不过她说的版本是:“你这个骗子。”我到底骗了她什么?“走了。”陈烨突然站起身。
“待不住。”他说完,就头也不回地朝门口走去。我跟了出去,
我们一前一后地走在深夜的街道上,路灯把我们的影子拉得很长。谁也没有说话。
又过了几天,我按约去市中心的一家互联网公司面试。面试我的是一个看起来很精干的女人。
“周航,是吧?”她问,“看你的简历,在毕业后的这三年,是一段空白。
能具体说说这段时间,你都做了些什么吗?”来了。这个我预演了无数遍的问题。
可就在我开口的前一秒,我的脑子像是被什么东西狠狠撞了一下。
眼前HR女士的脸忽然变得模糊,取而代之的,
是三年来的一幕幕……是尸山血海的魔域战场,是柳轻颜坐在高高的白骨王座上,
用她那双眼睛俯视着我。我的手在桌子下面不受控制地抖动起来,指尖发凉。“周先生?
周先生?”HR的声音把我从窒息的回忆中拉了回来。我用力地掐了一下自己的大腿,
剧烈的疼痛让我恢复了一点清醒。“那三年……”我开口,“我和一个朋友,
合伙做了一个……一个有点偏门的项目。沉浸式体验,或者说,长期角色扮演。
我们投入了全部的时间和精力,但最后,项目失败了。亏得一塌糊涂。
”面试的结果可想而知。我像一个游魂一样在街上晃荡了很久,直到天色擦黑,
才回到出租屋。
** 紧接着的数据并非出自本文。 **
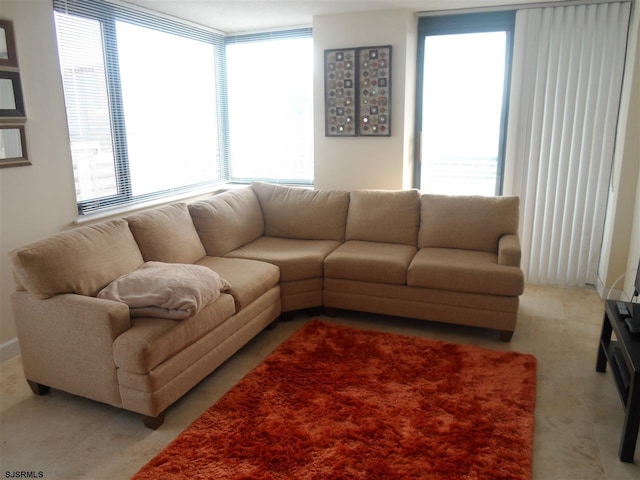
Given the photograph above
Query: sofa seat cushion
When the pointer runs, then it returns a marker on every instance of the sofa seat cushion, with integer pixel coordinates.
(167, 234)
(466, 222)
(228, 220)
(386, 216)
(370, 262)
(295, 212)
(464, 271)
(248, 279)
(166, 290)
(297, 259)
(151, 341)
我错了。我们以为只要像鸵鸟一样把头埋进沙子里,就能假装危险不存在。
可是不行。那三年,不是一场梦。它是我生命中真实存在的一部分,
它已经把我变成了一个完全不同的人。我回不去了。夜深了,陈烨才满身酒气地回来。
他站在门口,定定地看着我,眼睛在黑暗中亮得惊人。“你知道吗?”他突然开口,
声音嘶哑,“今天……我去了一家心理咨询室。”我愣住了。“我说,
我爱上了一个不存在的女人。为了她,我死了。可是她,连看都没看我一眼。
”他摇摇晃晃地走进来,一屁股坐在我的床上,咧开嘴,扯出一个难看的笑容,
“你知道那个医生怎么说吗?她说,先生,你这可能是……妄想症伴随重度抑郁。
”“妄想症……”他重复着这个词,像是在咀嚼什么苦涩的东西,“他们都觉得我是疯子。
”“不,你不是。”我安慰他,却发现自己的声音也一样无力。“我是。”他却打断了我,
“我们都是。从我们回来的那一刻起,我们就已经是疯子了。”他说完,就倒在我的床上,
沉沉地睡了过去。我站在床边,看着他那张因痛苦而扭曲的睡脸,心里沉甸甸的。
逃避解决不了任何问题,我需要一个了断。我回到房间,借着窗外透进来的微弱月光,
找到了我的手机充电线。手机重新开机,我无视了那些未读的微信和未接来电,
手指在屏幕上滑动,
找到了那个被我塞在文件夹最深处的绿色图标——那款再普通不过的读书软件。
我的手指悬在那个图标上,心脏怦怦直跳。我知道,一旦点开,
就等于亲手打破了我们这段时间以来用谎言和沉默构筑的脆弱和平。可是,如果不点开呢?
就让我和陈烨,在这名为“正常”的囚笼里,慢慢枯萎,慢慢疯掉吗?不。
我忘不了柳轻颜最后的眼神。我需要一个答案。即使那个答案会让我万劫不复。鬼使神差地,
我伸出颤抖的拇指,用力地按了下去。读书软件的界面还是老样子。
那本书静静地躺在我的书架里,封面灰暗,书名《仙魔劫》,
旁边标注着两个鲜红的字:完结。完结在我们“死亡”的那一章。我深吸一口气,
像是完成某种仪式,点开了那本书的详情页。手指下意识地向下一滑,刷新。就在这一瞬间,
屏幕闪烁了一下。书名旁边那两个刺眼的完结,消失了。取而代之的,是连载中。
我的大脑“嗡”的一声,一片空白。我浑身一僵。我以为是自己眼花了,用力眨了眨眼,
那三个字还在那里,像一个带着恶意和嘲讽的微笑。不可能!我猛地坐起身,心脏狂跳不止。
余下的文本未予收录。